A total of 30 subjects were recruited into this study. They were stratified into 5 groups based on their creatinine clearance (CLCr) values measured from a 24-hour urine collection or the need of hemodialysis therapy: normal renal function (CLCr > 80 mL/min), mild RI (50 CLCr 80 mL/min), moderate RI (30 CLCr < 50 mL/min), severe RI (CLCr < 30 mL/min), and end-stage renal disease (ESRD, requiring dialysis). Subjects among renal function groups were matched as closely as possible in terms of age, weight, and gender.

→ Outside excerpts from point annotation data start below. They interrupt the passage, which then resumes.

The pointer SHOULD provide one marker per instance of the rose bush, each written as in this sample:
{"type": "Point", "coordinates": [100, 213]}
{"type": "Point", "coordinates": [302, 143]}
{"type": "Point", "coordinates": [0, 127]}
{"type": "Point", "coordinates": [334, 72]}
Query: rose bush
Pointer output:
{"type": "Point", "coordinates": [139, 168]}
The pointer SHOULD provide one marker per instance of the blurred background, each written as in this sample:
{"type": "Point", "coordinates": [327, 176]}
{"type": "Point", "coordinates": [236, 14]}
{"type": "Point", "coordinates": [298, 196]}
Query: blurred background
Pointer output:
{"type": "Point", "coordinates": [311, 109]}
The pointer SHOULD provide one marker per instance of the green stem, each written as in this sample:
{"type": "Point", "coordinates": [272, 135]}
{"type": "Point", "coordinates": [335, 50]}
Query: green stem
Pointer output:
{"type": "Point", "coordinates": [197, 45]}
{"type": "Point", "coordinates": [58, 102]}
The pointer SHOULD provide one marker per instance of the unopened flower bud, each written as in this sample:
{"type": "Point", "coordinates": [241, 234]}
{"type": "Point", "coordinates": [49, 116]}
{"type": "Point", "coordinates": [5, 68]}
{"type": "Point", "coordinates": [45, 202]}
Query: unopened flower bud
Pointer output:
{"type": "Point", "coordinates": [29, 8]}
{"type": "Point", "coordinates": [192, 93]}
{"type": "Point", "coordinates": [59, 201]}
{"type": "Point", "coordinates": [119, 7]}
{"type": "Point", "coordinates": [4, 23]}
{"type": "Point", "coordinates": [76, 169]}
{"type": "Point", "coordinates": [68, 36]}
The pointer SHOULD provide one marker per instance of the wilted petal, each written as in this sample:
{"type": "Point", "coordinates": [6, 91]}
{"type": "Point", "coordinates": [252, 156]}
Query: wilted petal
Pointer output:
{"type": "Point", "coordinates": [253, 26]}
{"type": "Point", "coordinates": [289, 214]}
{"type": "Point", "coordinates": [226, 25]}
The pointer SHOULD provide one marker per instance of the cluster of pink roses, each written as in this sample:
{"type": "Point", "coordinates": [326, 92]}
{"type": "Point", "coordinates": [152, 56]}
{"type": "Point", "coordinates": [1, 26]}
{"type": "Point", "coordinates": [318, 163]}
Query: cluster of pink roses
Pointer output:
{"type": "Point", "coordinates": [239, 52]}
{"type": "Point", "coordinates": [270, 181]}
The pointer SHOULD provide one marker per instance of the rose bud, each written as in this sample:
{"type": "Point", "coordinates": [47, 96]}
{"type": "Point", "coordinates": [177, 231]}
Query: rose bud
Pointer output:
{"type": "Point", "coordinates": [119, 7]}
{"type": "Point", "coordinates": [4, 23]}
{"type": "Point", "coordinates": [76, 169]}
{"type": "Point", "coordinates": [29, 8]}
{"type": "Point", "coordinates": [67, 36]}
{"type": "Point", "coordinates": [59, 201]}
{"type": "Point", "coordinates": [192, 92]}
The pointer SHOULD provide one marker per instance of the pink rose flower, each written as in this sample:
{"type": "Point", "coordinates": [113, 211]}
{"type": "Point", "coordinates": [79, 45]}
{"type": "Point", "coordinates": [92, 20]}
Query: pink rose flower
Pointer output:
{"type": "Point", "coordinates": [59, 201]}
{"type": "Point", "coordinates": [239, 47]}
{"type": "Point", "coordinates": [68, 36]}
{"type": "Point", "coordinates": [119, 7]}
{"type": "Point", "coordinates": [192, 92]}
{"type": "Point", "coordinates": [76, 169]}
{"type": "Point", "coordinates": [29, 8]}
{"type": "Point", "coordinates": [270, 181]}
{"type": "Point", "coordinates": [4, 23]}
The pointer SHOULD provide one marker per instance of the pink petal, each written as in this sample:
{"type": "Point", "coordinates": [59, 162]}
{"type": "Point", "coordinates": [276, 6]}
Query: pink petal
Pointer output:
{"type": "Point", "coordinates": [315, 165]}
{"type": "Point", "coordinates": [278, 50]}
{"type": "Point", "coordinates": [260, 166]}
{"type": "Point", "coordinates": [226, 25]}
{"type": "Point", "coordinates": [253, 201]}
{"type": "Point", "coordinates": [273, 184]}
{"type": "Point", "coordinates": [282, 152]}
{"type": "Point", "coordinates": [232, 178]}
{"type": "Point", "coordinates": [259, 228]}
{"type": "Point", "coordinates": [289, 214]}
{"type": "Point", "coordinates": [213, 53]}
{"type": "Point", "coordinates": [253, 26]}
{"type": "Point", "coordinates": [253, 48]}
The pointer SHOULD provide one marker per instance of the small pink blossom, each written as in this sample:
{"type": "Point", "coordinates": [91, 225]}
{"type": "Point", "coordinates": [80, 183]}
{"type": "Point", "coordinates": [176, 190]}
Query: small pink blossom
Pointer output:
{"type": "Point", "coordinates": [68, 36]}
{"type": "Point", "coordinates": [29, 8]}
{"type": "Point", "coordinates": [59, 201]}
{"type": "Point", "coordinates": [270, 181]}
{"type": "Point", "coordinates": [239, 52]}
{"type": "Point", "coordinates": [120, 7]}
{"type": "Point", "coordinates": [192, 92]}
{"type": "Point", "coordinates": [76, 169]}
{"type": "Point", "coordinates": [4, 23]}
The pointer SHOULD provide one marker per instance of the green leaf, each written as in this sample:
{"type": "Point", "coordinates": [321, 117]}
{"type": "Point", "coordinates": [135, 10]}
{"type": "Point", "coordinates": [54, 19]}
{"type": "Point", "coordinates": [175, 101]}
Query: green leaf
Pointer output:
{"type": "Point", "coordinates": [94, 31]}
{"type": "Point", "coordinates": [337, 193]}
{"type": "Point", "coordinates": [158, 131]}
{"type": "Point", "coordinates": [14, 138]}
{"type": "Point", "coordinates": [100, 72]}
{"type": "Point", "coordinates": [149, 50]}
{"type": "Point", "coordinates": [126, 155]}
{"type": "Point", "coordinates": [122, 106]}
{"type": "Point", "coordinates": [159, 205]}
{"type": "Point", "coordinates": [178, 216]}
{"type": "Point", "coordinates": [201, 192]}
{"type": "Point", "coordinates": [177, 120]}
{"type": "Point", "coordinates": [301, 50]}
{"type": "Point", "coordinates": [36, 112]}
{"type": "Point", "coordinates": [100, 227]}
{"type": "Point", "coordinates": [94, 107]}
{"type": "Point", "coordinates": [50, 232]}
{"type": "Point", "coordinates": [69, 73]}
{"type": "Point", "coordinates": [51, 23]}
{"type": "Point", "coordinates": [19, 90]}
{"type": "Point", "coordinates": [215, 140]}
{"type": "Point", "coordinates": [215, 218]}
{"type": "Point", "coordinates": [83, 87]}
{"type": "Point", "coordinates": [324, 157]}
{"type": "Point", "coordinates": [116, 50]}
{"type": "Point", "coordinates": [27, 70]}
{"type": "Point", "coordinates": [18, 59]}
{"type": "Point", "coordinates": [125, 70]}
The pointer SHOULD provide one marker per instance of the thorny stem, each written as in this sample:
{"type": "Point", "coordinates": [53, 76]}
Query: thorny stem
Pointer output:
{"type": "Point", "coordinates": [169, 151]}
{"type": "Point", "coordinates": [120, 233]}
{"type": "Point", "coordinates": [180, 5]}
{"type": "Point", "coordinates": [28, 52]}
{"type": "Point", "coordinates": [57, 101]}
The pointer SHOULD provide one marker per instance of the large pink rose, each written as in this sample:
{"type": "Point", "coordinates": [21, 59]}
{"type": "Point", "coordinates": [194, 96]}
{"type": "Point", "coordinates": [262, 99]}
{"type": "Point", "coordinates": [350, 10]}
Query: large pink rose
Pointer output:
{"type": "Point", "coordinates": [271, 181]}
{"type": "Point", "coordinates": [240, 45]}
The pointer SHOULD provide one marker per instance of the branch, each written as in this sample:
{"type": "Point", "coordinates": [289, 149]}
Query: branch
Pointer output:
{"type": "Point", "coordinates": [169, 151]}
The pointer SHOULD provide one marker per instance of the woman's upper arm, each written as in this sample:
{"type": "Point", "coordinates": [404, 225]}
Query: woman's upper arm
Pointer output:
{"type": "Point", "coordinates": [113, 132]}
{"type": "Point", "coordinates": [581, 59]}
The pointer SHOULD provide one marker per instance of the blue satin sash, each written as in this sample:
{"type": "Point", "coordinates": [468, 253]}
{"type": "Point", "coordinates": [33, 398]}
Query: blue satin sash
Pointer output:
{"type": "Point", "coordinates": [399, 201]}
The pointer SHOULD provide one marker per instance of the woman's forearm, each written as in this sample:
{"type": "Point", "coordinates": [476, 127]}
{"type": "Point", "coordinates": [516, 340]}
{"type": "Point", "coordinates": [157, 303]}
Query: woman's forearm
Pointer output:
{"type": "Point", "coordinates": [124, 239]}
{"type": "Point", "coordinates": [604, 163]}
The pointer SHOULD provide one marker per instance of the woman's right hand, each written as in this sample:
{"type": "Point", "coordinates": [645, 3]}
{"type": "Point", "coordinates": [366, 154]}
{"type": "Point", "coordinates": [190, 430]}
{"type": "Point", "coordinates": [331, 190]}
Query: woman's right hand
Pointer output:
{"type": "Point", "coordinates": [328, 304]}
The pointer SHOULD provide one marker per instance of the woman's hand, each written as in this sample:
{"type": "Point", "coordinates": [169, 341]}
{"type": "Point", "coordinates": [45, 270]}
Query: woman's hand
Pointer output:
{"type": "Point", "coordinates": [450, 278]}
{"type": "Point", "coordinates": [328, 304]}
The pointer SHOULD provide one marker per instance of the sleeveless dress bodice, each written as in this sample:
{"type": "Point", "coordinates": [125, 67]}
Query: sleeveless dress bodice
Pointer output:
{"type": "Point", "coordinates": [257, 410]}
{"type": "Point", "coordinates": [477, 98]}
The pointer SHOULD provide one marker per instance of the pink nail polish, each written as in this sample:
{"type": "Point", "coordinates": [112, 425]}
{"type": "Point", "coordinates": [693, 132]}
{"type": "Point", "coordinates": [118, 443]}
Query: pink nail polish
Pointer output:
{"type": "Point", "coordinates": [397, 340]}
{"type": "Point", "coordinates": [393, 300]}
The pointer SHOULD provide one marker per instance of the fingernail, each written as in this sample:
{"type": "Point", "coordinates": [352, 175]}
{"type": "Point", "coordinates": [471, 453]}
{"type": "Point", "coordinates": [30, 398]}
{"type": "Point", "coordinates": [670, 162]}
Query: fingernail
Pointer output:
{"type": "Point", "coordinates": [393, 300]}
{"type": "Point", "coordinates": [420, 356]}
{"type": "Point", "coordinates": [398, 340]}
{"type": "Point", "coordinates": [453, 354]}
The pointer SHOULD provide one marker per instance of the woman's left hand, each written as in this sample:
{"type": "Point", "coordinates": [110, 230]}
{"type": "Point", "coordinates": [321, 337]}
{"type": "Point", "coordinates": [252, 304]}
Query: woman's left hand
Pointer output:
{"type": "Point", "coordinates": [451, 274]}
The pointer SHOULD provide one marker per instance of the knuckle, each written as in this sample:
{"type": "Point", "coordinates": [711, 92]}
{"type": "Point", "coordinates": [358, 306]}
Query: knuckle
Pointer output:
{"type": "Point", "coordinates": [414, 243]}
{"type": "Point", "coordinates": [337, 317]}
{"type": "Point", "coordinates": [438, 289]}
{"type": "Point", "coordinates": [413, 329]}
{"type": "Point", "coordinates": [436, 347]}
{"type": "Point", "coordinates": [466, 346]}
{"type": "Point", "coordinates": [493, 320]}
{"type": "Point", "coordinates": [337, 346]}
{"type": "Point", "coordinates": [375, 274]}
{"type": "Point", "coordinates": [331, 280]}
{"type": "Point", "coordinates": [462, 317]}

Subjects with normal renal function and subjects with mild, moderate, or severe RI received a single 25-mg oral dose of lenalidomide (given as 1 Revlimid capsule) under fasting conditions. Subjects with ESRD received 2 single 25-mg doses separated by at least 7 days: the first dose was administered on a nondialysis day, and the second dose was administered 3 hours before a 4-hour hemodialysis period.
Subjects with normal renal function were not allowed any concomitant medications other than acetaminophen prescribed by the investigator, whereas all treatments for the renally impaired subjects were continued during this study.
Safety Assessments
Physical examination, clinical laboratory tests (hematology, serum chemistry, and urinalysis), pregnancy test (women only), and 12-lead ECG were performed before and after the study. All subjects were monitored throughout the study for adverse events and vital signs and for the use of concomitant medications. Adverse events were evaluated by the investigator for intensity, seriousness, and relationship to the study drug.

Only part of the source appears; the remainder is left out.